Embattled Czech Finance Minister Andrej Babiš faced a special session of the lower house on Wednesday to explain the circumstances surrounding EU funding for his Stork’s Nest farm and conference centre. The minister heard accusations of fraud and unethical conduct and his one-and-a-half hour address failed to convince opposition deputies. At the end of the stormy session the ruling coalition, which is trying to ride out the storm, pushed through a motion to postpone further debate until the outcome of an EU investigation on the matter.
Finance Minister Andrej Babiš got a hostile reception on Wednesday as he walked into the Parliament building to try to clear his name. Outside, a group of protesters dressed as storks held up banners accusing him of being “a liar and a thief” and asking Brussels for subsidies to “feather their nests”.

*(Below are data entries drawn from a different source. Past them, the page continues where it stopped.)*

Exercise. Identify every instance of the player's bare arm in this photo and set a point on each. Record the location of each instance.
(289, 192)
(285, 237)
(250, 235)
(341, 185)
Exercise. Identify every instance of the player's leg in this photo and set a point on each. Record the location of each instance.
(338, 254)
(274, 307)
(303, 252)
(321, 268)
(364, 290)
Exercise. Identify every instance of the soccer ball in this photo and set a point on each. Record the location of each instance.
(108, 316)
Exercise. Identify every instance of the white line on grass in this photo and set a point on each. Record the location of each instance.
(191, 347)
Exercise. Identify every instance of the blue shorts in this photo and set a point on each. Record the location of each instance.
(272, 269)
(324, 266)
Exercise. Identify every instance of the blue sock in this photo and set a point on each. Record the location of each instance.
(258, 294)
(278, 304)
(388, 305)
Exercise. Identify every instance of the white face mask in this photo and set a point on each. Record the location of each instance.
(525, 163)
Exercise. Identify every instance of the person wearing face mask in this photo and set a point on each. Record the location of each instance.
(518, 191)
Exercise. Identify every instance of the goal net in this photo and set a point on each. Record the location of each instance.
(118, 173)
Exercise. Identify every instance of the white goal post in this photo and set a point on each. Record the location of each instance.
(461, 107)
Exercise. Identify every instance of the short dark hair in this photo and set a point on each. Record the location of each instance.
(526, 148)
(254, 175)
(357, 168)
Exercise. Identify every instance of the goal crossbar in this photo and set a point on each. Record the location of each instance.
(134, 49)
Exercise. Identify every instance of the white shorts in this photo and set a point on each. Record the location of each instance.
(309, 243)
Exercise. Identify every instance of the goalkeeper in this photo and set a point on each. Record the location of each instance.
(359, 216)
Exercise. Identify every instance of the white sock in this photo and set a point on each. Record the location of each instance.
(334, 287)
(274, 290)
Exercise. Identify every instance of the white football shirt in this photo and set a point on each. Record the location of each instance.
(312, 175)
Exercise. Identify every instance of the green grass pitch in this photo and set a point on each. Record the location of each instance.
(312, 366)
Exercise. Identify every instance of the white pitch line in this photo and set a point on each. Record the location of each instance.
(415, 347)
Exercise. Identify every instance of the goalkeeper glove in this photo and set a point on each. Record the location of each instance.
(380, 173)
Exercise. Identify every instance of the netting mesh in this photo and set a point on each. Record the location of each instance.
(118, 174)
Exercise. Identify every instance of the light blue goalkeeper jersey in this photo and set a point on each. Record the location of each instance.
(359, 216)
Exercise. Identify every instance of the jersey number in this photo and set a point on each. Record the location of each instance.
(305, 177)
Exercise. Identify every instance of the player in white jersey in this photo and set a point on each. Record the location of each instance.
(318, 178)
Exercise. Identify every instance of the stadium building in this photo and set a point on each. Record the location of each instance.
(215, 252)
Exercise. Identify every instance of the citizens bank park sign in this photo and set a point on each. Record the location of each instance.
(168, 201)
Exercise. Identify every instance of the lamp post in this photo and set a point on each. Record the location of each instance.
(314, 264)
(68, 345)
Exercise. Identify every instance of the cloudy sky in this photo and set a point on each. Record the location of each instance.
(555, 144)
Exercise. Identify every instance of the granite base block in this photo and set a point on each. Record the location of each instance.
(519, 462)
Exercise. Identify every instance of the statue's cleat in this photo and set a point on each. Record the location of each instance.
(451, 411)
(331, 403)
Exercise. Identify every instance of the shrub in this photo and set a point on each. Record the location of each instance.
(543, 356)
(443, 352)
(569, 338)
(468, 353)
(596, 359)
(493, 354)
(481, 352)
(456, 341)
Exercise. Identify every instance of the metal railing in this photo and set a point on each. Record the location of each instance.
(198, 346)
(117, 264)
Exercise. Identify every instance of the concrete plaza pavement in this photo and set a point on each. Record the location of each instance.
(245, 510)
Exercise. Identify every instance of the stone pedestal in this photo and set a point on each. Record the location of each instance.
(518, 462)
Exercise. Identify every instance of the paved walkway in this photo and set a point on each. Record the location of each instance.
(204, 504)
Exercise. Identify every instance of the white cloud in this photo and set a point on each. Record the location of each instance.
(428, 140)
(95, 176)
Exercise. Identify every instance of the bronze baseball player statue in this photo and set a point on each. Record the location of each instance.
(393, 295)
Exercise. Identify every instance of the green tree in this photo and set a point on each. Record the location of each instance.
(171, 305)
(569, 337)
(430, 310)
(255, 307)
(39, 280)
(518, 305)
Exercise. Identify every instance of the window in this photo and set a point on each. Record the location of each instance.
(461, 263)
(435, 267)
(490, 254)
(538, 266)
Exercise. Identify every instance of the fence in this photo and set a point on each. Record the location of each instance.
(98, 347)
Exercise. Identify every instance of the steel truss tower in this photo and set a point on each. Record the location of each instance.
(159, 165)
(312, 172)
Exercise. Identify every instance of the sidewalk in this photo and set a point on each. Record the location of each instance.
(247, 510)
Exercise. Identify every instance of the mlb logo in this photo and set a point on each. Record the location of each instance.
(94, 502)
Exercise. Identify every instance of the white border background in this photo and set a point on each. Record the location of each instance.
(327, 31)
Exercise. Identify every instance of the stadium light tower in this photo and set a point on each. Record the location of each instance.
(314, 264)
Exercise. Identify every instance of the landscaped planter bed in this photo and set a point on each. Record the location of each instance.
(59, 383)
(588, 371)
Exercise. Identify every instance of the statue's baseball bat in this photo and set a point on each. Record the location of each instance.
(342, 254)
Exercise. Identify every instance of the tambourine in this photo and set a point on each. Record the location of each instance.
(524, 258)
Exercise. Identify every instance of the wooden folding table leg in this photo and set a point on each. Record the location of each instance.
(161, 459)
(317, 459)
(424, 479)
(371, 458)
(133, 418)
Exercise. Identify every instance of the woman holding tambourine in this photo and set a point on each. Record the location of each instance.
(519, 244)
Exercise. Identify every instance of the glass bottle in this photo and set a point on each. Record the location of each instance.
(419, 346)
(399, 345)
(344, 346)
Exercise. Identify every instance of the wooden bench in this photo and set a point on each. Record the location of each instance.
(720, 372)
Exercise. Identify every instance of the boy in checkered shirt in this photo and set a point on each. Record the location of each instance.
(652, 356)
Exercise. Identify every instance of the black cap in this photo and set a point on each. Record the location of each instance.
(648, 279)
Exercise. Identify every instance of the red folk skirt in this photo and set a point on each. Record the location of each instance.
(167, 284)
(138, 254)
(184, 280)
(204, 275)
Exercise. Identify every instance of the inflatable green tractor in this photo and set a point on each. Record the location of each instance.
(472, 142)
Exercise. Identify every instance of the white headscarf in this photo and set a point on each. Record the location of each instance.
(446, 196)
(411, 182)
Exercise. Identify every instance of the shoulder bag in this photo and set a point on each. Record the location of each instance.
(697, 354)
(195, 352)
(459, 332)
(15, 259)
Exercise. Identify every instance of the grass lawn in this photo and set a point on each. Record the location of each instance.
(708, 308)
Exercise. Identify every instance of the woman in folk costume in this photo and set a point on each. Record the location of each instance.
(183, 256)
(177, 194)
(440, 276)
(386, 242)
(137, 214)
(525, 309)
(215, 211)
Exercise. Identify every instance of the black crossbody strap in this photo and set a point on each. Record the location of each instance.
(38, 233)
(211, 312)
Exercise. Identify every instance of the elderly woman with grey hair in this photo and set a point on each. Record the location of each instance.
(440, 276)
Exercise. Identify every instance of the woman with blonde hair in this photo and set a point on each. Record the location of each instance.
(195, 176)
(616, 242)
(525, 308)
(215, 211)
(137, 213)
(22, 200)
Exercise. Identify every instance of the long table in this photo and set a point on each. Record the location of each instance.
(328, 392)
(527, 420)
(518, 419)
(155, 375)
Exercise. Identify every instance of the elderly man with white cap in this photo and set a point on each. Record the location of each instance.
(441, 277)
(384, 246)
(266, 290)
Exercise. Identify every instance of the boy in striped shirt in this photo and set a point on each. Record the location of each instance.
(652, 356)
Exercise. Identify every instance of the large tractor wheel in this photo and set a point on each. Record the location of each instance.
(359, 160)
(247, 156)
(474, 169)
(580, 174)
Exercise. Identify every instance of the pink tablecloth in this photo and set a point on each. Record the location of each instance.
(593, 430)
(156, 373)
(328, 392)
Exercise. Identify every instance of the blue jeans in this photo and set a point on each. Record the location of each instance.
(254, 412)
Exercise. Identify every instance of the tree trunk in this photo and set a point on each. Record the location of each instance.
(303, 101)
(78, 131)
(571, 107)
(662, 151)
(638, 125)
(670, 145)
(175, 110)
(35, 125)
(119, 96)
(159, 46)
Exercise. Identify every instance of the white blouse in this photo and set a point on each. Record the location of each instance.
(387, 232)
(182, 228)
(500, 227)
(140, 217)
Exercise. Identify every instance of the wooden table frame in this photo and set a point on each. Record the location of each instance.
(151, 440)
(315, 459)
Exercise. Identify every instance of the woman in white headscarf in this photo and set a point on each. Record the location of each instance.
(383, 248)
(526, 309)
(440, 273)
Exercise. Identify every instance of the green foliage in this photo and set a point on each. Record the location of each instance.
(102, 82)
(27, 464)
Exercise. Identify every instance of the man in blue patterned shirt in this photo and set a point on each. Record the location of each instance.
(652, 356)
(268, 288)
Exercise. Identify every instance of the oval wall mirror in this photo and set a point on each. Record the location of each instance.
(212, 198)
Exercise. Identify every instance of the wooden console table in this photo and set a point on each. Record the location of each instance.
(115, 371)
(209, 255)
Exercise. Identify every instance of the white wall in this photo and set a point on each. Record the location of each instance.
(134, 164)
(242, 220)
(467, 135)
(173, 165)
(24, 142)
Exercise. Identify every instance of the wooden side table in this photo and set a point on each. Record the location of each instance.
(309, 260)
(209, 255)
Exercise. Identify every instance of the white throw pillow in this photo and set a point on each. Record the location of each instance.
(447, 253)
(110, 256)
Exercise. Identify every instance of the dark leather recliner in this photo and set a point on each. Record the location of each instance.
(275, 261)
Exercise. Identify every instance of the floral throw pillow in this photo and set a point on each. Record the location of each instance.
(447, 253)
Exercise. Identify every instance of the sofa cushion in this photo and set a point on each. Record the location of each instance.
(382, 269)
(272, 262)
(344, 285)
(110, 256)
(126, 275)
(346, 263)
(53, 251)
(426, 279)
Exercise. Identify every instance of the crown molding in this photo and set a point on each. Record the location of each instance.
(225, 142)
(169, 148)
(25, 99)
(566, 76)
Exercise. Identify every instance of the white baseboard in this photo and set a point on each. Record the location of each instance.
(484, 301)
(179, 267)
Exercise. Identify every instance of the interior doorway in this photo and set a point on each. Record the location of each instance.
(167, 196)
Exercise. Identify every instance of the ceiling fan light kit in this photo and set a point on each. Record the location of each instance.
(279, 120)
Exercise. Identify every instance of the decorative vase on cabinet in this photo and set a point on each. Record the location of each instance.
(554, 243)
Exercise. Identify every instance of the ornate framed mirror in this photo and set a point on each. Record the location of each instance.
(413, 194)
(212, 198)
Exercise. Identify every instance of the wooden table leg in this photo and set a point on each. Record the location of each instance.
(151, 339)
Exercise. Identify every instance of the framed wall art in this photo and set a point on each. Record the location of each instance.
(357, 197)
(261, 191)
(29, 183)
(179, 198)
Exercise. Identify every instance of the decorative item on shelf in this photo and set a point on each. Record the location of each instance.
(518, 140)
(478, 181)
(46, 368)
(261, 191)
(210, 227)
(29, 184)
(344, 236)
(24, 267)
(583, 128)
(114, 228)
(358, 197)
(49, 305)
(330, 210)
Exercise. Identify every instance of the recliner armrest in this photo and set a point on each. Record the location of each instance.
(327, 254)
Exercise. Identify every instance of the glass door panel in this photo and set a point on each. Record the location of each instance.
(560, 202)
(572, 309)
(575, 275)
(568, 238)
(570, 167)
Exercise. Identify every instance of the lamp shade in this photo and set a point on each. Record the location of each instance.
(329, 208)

Inside the house the atmosphere was thick as deputies waited to hear the finance minister’s explanation regarding the ownership of the farm at the time when it filed for and received a 50 million crown subsidy intended for small and medium-sized entrepreneurs. The minister’s explanation did little to dispel suspicions of subsidy-fraud.
“The Stork’s Nest farm was, at the said time, owned by my two adult children and the brother of my partner Monika. I did not want to disclose the names of the shareholders because I wanted to protect my children.”
The explanation drew jeers from the opposition. Civic Democrat Party leader Petr Fiala said the finance minister was insulting the intelligence of both deputies and the public.
“Whose interests would Mr. Babiš daughters’ have defended other than their father’s and whose interests would the brother of his partner Monika have defended other than his sister’s?”
The opposition TOP 09 said it was scandalous that a man being investigated on suspicion of EU subsidy-fraud was the country’s top guarantor of the handling of EU funds and called on the prime minister to dismiss him. Prime Minister Sobotka said he would not make a decision before the outcome of an investigation by the European anti-fraud office (OLAF).
“I do not think that I, as prime minister, – or anyone else in the coalition or opposition – can take on the role of an investigator, state attorney or even a judge.”
Mr. Babiš’s coalition partners, who have vowed to support a conflict of interests bill which would in future prevent cabinet members from owning companies, joined forces to support a motion postponing further debate on the issue until the outcome of the OLAF investigation.
Meanwhile, the head of the EU’s Commission for Budgetary Control MEP Ingeborg Grassle told Czech Television that she would propose an amendment to EU legislation which would ban owners of companies from positions where they could control or audit EU funds across the 28-member block.